IRS Warns Phishing Scams Increasing

The Internal Revenue Service (IRS) is reminding taxpayers to be on the lookout for bogus e-mails claiming to be from the tax agency, on the heels of a recent increase in scam e-mails.

In recent weeks the IRS has experienced an increase in complaints about e-mails designed to trick the recipients into disclosing personal and financial information that could be used to steal the recipient’s identity and financial assets. Since November, 99 different scams have been identified. Twenty of those were identified in June, the highest number since the height of the filing season when 40 were identified in March.

“The IRS does not send out unsolicited e-mails asking for personal information,” IRS Commissioner Mark W. Everson, said in a prepared statement. “Don’t be taken in by these criminals.”

The current scams claim to come from theirs, tell recipients that they are due a federal tax refund, and direct them to a web site that appears to be a genuine IRS site. The bogus sites contain forms or interactive web pages similar to the IRS forms or Web pages but which have been modified to request detailed personal and financial information from the e-mail recipients. In addition, e-mail addresses ending with “.edu” – involving users in the education community – currently seem to be heavily targeted.

Many of the current schemes originate outside the United States. To date, investigations by the Treasury Inspector General for Tax Administration have identified sites hosting more than two dozen IRS-related phishing scams. These scam Web sites have been located in many different countries, including Argentina, Aruba, Australia, Austria, Canada, Chile, China, England, Germany, Indonesia, Italy, Japan, Korea, Malaysia, Mexico, Poland, Singapore and Slovakia, as well as the United States.

Tricking consumers into disclosing their personal and financial information, such as secret access data or credit card or bank account numbers, is fraudulent activity which can result in identity theft. Such schemes perpetrated through the Internet are called “phishing” for information.

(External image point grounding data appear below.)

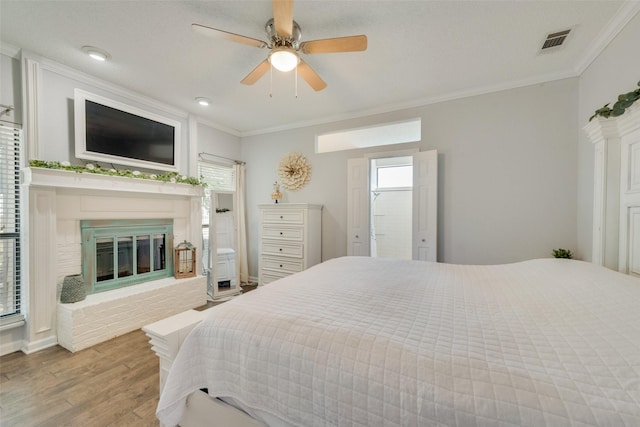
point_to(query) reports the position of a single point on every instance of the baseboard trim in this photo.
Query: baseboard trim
(33, 346)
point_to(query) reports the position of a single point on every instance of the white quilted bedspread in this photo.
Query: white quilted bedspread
(375, 342)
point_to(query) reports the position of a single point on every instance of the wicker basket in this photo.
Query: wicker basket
(73, 289)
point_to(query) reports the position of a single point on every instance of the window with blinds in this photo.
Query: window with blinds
(10, 147)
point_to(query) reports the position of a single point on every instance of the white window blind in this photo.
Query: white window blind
(10, 146)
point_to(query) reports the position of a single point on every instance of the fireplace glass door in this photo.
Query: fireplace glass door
(122, 253)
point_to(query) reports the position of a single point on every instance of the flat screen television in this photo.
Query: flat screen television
(112, 132)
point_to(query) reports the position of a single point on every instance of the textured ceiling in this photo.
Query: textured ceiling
(418, 51)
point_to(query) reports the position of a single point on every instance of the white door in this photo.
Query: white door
(224, 269)
(425, 206)
(358, 239)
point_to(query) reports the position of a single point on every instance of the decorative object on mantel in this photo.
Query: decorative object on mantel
(562, 253)
(624, 101)
(294, 171)
(184, 259)
(73, 289)
(276, 195)
(172, 177)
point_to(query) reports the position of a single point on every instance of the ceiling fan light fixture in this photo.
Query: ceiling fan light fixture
(96, 53)
(284, 59)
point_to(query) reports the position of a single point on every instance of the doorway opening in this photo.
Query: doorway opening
(390, 206)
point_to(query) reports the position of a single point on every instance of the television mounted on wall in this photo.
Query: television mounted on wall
(113, 132)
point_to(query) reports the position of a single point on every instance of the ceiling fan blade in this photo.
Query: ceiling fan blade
(338, 44)
(311, 76)
(283, 17)
(212, 32)
(256, 73)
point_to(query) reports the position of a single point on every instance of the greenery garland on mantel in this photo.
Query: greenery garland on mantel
(172, 177)
(624, 101)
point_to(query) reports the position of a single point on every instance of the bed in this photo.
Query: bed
(359, 341)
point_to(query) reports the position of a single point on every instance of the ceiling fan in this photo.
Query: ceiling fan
(284, 36)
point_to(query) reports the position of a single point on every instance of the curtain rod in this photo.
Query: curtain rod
(239, 162)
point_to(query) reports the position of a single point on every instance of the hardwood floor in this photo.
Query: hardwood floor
(114, 383)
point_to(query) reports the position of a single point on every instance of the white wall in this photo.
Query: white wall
(616, 70)
(507, 174)
(10, 88)
(214, 141)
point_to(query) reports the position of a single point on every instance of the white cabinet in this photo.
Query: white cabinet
(290, 239)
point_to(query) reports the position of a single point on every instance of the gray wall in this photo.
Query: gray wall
(507, 174)
(616, 70)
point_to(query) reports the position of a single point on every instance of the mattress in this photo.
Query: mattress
(359, 341)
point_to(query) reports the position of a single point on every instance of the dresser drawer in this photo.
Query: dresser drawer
(284, 233)
(283, 216)
(270, 276)
(276, 248)
(282, 264)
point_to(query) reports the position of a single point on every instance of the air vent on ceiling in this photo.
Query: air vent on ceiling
(555, 39)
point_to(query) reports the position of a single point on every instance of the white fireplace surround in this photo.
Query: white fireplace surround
(57, 201)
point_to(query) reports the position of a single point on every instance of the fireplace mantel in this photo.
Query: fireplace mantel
(57, 202)
(56, 178)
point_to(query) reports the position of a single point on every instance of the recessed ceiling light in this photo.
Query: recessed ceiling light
(96, 53)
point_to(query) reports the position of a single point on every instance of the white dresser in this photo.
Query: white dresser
(290, 239)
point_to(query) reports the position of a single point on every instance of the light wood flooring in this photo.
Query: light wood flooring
(114, 383)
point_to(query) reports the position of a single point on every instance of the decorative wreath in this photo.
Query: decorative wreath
(294, 171)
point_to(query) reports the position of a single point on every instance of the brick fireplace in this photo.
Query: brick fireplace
(58, 201)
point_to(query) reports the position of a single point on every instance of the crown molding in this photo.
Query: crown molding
(65, 71)
(9, 50)
(620, 20)
(417, 103)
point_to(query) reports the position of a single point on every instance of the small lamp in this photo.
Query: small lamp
(276, 195)
(184, 260)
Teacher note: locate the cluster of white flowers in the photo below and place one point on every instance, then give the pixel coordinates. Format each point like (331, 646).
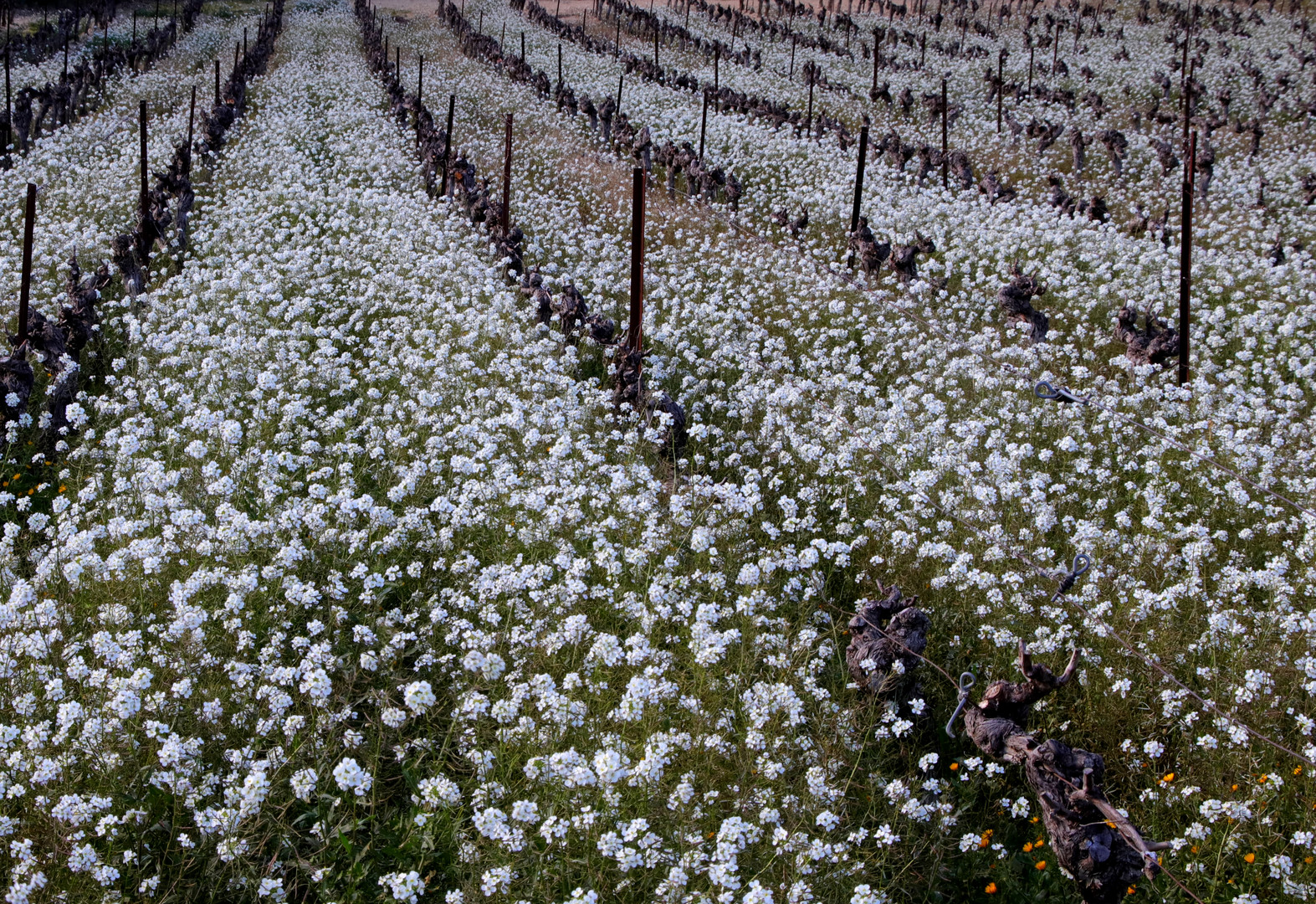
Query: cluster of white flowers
(349, 538)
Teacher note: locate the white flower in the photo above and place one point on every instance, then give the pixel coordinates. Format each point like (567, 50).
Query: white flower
(351, 777)
(403, 886)
(419, 696)
(305, 783)
(866, 895)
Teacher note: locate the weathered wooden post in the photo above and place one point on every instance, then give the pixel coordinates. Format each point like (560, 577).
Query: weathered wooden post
(448, 142)
(1186, 258)
(808, 119)
(145, 193)
(877, 61)
(507, 179)
(858, 186)
(703, 126)
(634, 331)
(25, 285)
(8, 104)
(944, 145)
(1001, 87)
(191, 117)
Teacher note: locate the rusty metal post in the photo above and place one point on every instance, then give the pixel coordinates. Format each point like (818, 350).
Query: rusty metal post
(638, 259)
(858, 186)
(448, 142)
(703, 126)
(1186, 259)
(191, 117)
(944, 146)
(25, 285)
(507, 179)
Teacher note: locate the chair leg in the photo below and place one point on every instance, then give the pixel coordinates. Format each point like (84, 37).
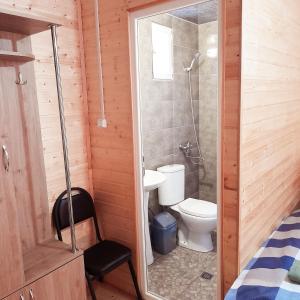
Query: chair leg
(133, 275)
(91, 287)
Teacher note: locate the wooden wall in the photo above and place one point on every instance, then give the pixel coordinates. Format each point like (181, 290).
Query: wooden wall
(70, 51)
(270, 123)
(112, 148)
(231, 29)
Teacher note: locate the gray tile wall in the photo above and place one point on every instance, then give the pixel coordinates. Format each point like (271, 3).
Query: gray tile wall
(165, 105)
(208, 105)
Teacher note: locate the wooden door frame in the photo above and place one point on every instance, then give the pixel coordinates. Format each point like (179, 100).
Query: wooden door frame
(133, 17)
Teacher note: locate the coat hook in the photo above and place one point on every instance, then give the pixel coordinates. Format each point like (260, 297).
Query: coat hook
(20, 80)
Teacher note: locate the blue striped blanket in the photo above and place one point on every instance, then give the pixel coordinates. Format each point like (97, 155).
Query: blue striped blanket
(265, 276)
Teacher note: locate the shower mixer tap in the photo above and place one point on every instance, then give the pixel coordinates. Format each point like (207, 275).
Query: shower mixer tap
(186, 148)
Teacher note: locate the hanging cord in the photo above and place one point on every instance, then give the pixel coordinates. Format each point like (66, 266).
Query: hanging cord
(102, 122)
(63, 135)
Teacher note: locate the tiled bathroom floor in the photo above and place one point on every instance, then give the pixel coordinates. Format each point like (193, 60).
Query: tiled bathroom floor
(178, 275)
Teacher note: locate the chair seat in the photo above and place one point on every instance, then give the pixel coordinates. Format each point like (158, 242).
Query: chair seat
(104, 257)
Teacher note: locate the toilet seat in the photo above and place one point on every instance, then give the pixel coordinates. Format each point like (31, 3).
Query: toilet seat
(198, 208)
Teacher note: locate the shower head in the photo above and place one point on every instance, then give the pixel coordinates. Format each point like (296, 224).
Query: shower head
(196, 57)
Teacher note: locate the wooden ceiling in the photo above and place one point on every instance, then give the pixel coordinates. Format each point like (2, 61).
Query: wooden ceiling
(201, 13)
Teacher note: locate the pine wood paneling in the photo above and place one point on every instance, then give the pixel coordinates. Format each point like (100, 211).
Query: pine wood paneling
(270, 124)
(70, 51)
(230, 139)
(112, 148)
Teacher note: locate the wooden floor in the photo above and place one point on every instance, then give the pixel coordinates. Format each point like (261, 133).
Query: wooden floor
(105, 291)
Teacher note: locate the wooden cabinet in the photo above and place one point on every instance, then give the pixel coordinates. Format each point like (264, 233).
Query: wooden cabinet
(32, 264)
(19, 295)
(67, 282)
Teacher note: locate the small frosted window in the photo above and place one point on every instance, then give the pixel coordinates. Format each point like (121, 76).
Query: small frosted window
(162, 46)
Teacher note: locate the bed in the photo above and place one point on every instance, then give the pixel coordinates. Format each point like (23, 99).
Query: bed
(265, 276)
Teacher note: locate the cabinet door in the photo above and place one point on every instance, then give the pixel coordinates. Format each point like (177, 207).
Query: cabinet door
(67, 283)
(11, 260)
(19, 295)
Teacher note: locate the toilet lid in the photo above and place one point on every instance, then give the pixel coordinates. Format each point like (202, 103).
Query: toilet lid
(198, 208)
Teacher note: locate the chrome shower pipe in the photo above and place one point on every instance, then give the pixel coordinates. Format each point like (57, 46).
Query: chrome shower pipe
(63, 135)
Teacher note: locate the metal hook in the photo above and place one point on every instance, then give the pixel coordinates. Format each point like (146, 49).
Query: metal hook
(20, 80)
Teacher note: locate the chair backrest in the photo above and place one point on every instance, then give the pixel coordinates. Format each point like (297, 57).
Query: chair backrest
(83, 209)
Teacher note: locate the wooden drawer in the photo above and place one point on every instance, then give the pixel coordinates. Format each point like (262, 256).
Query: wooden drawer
(65, 283)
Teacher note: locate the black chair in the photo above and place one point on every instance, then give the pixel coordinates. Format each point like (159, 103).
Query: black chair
(104, 256)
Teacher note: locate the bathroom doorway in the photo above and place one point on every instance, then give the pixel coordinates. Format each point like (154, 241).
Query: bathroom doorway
(175, 72)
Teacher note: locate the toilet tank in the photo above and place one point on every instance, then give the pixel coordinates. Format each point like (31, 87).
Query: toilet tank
(171, 191)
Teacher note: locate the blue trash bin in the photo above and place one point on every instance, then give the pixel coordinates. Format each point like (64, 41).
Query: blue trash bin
(163, 233)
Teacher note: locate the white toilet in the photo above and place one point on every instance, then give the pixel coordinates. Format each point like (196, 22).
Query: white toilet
(198, 217)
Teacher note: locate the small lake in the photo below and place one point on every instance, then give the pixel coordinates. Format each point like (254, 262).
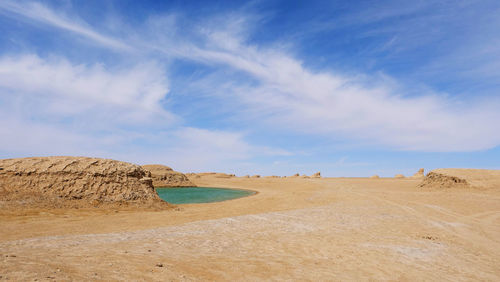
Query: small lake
(189, 195)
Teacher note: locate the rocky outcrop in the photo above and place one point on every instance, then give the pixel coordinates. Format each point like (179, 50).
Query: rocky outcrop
(462, 178)
(164, 176)
(58, 179)
(419, 174)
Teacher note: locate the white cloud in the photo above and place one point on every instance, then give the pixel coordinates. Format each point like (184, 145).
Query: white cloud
(56, 88)
(361, 108)
(40, 13)
(291, 96)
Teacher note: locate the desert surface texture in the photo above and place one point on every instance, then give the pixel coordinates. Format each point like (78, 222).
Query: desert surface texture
(294, 228)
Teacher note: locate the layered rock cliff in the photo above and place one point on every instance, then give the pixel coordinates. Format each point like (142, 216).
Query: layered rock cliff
(164, 176)
(58, 179)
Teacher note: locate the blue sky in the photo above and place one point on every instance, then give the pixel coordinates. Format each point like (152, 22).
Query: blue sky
(348, 88)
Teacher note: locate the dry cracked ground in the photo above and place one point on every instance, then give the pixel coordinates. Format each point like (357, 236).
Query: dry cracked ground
(293, 229)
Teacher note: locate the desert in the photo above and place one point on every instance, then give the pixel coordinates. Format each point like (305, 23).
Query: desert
(249, 140)
(293, 228)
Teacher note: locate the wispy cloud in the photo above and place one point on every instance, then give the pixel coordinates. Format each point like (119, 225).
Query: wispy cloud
(266, 85)
(39, 13)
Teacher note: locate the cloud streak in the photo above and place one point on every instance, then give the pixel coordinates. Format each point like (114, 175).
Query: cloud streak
(39, 13)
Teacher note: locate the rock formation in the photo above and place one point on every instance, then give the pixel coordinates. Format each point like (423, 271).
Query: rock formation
(419, 174)
(164, 176)
(54, 180)
(462, 178)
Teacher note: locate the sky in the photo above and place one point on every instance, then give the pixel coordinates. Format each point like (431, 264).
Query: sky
(348, 88)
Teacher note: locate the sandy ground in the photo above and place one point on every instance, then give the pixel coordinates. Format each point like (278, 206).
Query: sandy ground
(293, 229)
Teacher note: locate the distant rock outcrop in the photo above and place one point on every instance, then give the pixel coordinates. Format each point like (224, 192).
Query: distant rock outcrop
(164, 176)
(419, 174)
(54, 180)
(462, 178)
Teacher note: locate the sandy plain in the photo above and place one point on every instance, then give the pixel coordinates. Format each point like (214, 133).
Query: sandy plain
(294, 229)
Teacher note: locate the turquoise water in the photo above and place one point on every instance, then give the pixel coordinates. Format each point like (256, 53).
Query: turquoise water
(188, 195)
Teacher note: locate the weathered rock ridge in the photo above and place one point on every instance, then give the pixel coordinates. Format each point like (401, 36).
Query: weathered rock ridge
(164, 176)
(462, 178)
(56, 179)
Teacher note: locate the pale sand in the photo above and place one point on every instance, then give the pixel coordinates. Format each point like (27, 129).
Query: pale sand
(293, 229)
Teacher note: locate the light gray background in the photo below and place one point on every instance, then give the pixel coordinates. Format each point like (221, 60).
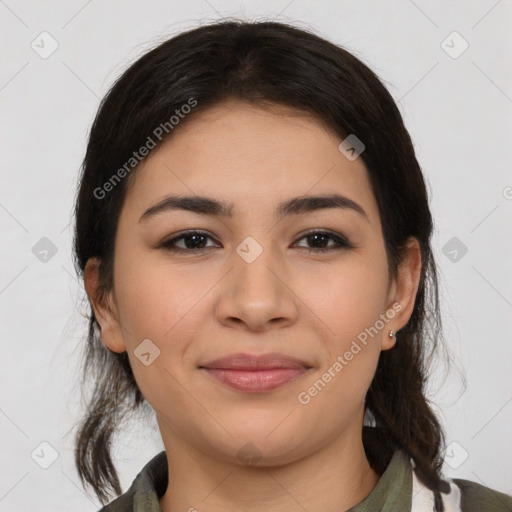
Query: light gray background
(458, 111)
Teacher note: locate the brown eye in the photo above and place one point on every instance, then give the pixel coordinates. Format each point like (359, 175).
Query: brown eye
(194, 241)
(321, 239)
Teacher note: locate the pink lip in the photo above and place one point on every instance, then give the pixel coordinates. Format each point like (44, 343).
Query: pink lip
(253, 373)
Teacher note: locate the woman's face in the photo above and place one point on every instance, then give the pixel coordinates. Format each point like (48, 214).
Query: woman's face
(255, 288)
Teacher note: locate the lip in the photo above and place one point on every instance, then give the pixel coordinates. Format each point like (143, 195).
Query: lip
(256, 373)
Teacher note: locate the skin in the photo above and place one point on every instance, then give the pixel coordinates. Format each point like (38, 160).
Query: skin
(198, 307)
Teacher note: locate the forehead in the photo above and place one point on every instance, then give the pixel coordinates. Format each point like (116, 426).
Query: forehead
(249, 155)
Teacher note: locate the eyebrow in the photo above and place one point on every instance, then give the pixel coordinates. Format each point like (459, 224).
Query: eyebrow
(210, 206)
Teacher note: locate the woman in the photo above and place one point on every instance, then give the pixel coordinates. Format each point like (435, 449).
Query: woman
(253, 231)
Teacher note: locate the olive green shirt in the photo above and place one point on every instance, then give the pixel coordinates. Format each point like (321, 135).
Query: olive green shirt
(393, 492)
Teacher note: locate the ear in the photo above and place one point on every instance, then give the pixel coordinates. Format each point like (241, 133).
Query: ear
(104, 308)
(403, 289)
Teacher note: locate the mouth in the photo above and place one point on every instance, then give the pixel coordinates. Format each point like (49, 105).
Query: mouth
(251, 373)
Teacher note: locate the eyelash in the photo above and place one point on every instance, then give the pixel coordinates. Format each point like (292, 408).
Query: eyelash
(342, 243)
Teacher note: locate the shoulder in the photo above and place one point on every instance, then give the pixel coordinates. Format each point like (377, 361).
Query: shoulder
(146, 490)
(476, 497)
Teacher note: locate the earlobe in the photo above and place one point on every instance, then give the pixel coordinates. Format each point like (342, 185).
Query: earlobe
(402, 296)
(104, 308)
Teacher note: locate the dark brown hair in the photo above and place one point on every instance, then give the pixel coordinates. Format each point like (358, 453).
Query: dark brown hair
(264, 63)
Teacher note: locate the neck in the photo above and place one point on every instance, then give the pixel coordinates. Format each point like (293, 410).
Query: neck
(335, 477)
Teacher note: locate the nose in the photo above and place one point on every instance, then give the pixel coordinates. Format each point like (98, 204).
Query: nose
(258, 295)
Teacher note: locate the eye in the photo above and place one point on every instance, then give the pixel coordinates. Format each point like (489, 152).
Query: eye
(194, 242)
(322, 238)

The information fraudulently obtained is them used to steal the taxpayer’s identity and financial assets. Typically, identity thieves use someone’s personal data to empty the victim’s financial accounts, run up charges on the victim’s existing credit cards, apply for new loans, credit cards, services or benefits in the victim’s name and even file fraudulent tax returns.

When the IRS learns of new schemes involving use of the IRS name or logo, it issues consumer alerts warning taxpayers about the schemes.

The IRS also has established an electronic mailbox for taxpayers to send information about suspicious e-mails they receive which claim to come from the IRS. Taxpayers should send the information to phishing@irs.gov. Instructions on how to properly submit possibly fraudulent e-mails to the IRS may be found on the IRS web site at www.irs.gov. This mailbox is only for suspicious e-mails, not general taxpayer inquiries.

More than 7,000 bogus e-mails have been forwarded to the IRS, with nearly 1,300 forwarded in June alone. Due to the volume or e-mails the mailbox receives, the IRS cannot acknowledge receipt or reply to taxpayers who submit possibly bogus e-mails.